Dumbledore seemed deep in thought, considering her words. Finally, he began to speak in a slow, thoughtful sort of voice. "Perhaps we continue our work over the summer, rather than allow this project to fall behind and to atrophy . . . Would you be willing to come to my summer home twice a week so we might continue? You would easily be able to travel back and forth through the floo network."
Minerva had not expected nor had she even wanted Professor Dumbledore to suggest what he had just suggested. She had been planning on spending the entirety of the summer away from him and spending as much time with Malcolm as possible. Three months away from Dumbledore and his twinkling eyes and kind smile and brilliant mind and . .
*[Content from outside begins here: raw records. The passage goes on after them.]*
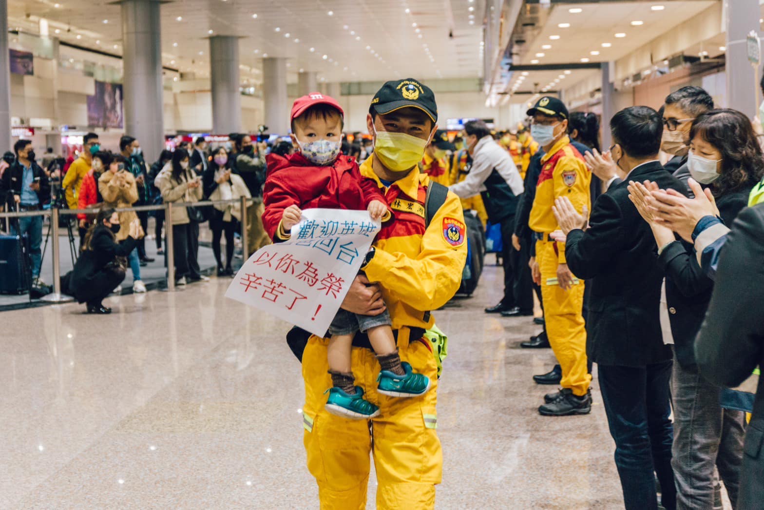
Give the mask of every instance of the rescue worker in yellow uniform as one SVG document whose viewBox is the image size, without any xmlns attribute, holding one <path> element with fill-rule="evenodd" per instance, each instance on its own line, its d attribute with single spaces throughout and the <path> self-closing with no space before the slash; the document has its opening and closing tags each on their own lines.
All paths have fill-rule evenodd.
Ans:
<svg viewBox="0 0 764 510">
<path fill-rule="evenodd" d="M 461 183 L 467 178 L 472 167 L 472 156 L 469 151 L 462 149 L 454 154 L 451 158 L 451 182 L 454 184 Z M 488 213 L 485 210 L 485 204 L 483 203 L 483 197 L 475 195 L 469 198 L 461 199 L 461 208 L 465 211 L 474 210 L 478 213 L 478 217 L 483 223 L 484 228 L 488 221 Z"/>
<path fill-rule="evenodd" d="M 455 148 L 454 144 L 448 141 L 448 133 L 444 129 L 439 129 L 425 149 L 419 171 L 429 175 L 433 182 L 451 186 L 453 183 L 448 171 L 448 151 Z"/>
<path fill-rule="evenodd" d="M 379 484 L 377 508 L 435 508 L 443 460 L 435 433 L 437 365 L 432 343 L 422 335 L 435 324 L 430 310 L 445 304 L 458 289 L 467 258 L 466 227 L 455 195 L 448 193 L 426 225 L 431 181 L 418 164 L 437 118 L 432 91 L 415 80 L 387 82 L 374 96 L 367 118 L 374 149 L 361 173 L 377 184 L 395 219 L 377 235 L 362 265 L 365 277 L 356 278 L 342 304 L 367 315 L 387 306 L 401 360 L 429 377 L 432 389 L 416 398 L 380 395 L 380 364 L 359 335 L 352 352 L 355 384 L 381 412 L 371 421 L 330 414 L 324 408 L 324 392 L 332 386 L 329 339 L 310 337 L 303 353 L 304 442 L 324 510 L 366 508 L 370 454 Z"/>
<path fill-rule="evenodd" d="M 591 375 L 582 315 L 584 281 L 568 268 L 565 245 L 550 239 L 549 234 L 559 228 L 552 210 L 555 199 L 567 197 L 581 213 L 584 207 L 591 210 L 591 174 L 571 145 L 568 109 L 562 101 L 542 97 L 528 115 L 533 117 L 533 138 L 545 153 L 528 222 L 537 239 L 533 279 L 541 286 L 547 335 L 562 369 L 562 389 L 546 395 L 539 412 L 545 416 L 588 414 L 591 411 Z"/>
</svg>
Well, those three months would do her a lot of good. Her infatuation with him was most certainly not a good or desirable thing and from that perspective, spending her summer flooing back and forth to his summer home was a very bad idea.
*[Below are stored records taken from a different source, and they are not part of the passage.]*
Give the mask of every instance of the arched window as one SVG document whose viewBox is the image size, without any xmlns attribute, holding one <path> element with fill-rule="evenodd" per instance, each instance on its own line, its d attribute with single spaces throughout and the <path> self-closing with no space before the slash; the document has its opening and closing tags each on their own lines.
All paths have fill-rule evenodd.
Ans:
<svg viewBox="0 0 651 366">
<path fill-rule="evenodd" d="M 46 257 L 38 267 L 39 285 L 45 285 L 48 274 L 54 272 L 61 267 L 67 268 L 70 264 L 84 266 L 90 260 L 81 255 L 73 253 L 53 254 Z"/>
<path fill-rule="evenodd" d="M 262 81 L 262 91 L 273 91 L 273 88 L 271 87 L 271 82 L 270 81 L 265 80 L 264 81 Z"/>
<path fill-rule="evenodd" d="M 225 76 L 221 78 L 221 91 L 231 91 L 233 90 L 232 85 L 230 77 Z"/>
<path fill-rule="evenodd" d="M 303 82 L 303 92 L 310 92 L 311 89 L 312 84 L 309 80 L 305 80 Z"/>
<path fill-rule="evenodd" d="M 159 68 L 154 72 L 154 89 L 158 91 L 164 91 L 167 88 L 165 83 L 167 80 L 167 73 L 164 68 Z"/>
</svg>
From the perspective of her becoming an animagus, however, spending her entire summer at home and allowing herself to waste so much time was ludicrous. She did want to become an animagus didn't she? Well that meant she needed to suck it up and ignore those silly feelings of hers. This was about her becoming an animagus and everything else was irrelevant.
The second perspective was by far the more practical one and it quickly won out in Minerva's head.
"I think that's an excellent idea, Professor."